Seppe Verheyen
Pourquoi la N-VA est le parti le plus durement touché par le décès de Dehaene
Selon le politologue Seppe Verheyen (spécialiste de l’électeur indécis), la faiblesse de la base électorale fidèle de la N-VA combinée au fait que le parti nationaliste flamand a pris la majorité de ses voix au CD&V peut entraîner une perte de voix pour la N-VA avec la disparition de Jean-Luc Dehaene.
Ces derniers jours, on peut lire de nombreux articles sur l’effet du décès de Jean-Luc Dehaene sur les campagnes des partis politiques. Soit les auteurs estiment que le CD&V sera boosté par l’effet Dehaene soit que la N-VA tirera avantage de « l’adoucissement » de la campagne. En tant que politologue spécialisé en campagnes électorales et électeurs indécis, je suis convaincu de la première thèse.
Plusieurs études belges et internationales révèlent en effet que:
• 30 à 35% de l’électorat ne prend une décision de vote que la dernière semaine avant les élections.
• Pour un peu plus de 50% de l’électorat qui change de parti, le choix de parti précédent reste le second parti préféré. En d’autres termes, dans cinquante pour cent des cas, d’anciens électeurs du CD&V passés à la N-VA, indiquent le CD&V comme second parti.
• Ces dernières années, la N-VA a persuadé de nombreux électeurs au CD&V, ce qui ne signifie pas que tous ces électeurs soient fortement axés sur le nationalisme flamand. De nombreux électeurs peuvent toujours s’identifier au CD&V mais ont décidé pour une raison (réfléchie) de donner leur voix à la N-VA. Pour ces électeurs, le CD&V fait partie des possibilités.
• Comme la N-VA s’est très fort développée ces dernières années, son nombre de voix se rapproche très fort du potentiel maximum.
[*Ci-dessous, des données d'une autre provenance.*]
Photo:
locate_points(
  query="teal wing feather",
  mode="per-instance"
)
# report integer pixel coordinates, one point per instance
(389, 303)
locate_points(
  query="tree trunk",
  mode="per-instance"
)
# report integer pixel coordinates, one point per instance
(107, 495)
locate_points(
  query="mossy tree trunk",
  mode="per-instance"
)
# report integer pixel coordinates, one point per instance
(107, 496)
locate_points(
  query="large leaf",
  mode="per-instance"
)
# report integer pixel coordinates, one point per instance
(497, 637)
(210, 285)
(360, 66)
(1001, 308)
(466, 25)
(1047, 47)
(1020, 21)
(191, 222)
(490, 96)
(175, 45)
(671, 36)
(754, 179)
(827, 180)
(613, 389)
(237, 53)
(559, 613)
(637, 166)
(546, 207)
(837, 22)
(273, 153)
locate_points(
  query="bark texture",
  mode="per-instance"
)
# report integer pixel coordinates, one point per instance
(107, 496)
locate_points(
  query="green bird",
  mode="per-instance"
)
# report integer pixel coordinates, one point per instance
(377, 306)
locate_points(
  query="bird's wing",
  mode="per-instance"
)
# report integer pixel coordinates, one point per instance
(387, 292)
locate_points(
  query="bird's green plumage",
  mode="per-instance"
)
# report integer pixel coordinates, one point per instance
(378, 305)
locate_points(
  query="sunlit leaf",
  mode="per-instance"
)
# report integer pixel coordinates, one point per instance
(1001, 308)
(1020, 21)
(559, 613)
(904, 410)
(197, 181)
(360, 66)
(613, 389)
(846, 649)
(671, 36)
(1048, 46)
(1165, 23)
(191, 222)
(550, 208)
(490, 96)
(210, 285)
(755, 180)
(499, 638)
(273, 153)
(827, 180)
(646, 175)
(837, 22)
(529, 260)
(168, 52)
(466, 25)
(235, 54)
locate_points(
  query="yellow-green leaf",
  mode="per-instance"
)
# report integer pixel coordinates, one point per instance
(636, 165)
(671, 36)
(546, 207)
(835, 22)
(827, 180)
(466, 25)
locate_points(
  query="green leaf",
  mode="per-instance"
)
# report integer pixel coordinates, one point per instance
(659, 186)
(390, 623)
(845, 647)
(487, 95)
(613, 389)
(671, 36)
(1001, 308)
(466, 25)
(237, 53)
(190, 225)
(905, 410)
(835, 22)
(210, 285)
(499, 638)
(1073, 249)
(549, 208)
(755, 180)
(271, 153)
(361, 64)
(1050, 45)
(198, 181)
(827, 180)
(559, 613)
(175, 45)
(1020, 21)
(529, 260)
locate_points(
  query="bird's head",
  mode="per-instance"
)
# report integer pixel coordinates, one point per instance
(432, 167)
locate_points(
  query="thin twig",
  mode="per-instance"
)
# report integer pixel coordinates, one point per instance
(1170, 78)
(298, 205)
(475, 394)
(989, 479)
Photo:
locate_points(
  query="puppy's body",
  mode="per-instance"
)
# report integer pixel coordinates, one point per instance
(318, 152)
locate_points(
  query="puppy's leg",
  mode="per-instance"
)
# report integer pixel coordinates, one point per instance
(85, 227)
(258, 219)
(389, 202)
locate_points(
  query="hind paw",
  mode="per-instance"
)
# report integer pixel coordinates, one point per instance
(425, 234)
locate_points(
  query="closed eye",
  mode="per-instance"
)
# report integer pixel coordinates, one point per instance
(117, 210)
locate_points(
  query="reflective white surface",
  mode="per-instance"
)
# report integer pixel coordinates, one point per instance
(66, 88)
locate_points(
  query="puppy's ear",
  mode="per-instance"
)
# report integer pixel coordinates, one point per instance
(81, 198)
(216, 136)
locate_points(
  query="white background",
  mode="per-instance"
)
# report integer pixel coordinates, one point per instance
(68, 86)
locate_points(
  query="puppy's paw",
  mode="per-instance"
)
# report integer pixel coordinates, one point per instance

Pour l’instant, la base électorale fidèle de la N-VA est plus faible que la base d’autres partis.
• Cette faiblesse et le fait que le parti nationaliste flamand ait pris la majorité de ses voix au CD&V peut entraîner une perte de voix pour la N-VA due à l’effet Dehaene.
L’effet dépend de plusieurs facteurs
1. L’effet des médias: les médias donneront davantage la parole aux ténors du CD&V, pas uniquement à propos de la campagne, mais également au sujet de Jean-Luc Dehaene. En outre, le parti mettra en avant les aspects « Quid N-VA » et « Jean-Luc, le constructeur de ponts » alors que l’évocation des aspects plus négatifs de la politique de Jean-Luc sera considérée comme un sacrilège.
2. Effet du dernier hommage et desfunérailles: de nombreuses personnes souhaiteront rendre un dernier hommage à l’ancien premier ministre et suivre les funérailles d’état à la télévision. Cela augmentera l’appréciation à l’égard du CD&V. De plus, les valeurs chrétiennes du CD&V, toujours partagées par de nombreux Flamands, seront mises davantage en avant que si Dehaene n’était pas décédé.
3. L’effet de sondages: ceux-ci, où la N-VA augmente ou se maintient, ont été réalisés avant le décès de Dehaene. Le CD&V pourrait bénéficier de voix de sympathie, l’électeur pourrait raisonner que la N-VA n’a pas besoin de sa voix pour remporter les élections.
4. La campagne du CD&V et de la N-VA : le CD&V poursuivra une campagne sereine dans laquelle les références à « Jean-Luc » ne seront jamais loin. Pour la N-VA, il s’agit donc de ramener leur agenda, éloigné du décès de Jean-Luc Dehaene, sur le devant de la scène. Celui-ci déterminera s’ils peuvent maîtriser le nombre de voix qu’ils perdront au CD&V.
Quelle est l’ampleur de l’effet?
On ignore encore la part exacte de l’effet Dehaene et même après les élections celui-ci sera difficile à prouver, car l’électeur ne réalise pas toujours rationnellement ce qui l’a décidé à porter son choix sur tel ou tel parti.
Cependant, à moins d’autres événements inattendus, l’image positive de Jean-Luc Dehaene et la réactivation des sympathisants du CD&V passés à la N-VA ne peuvent que se révéler bénéfiques pour les résultats électoraux du CD&V.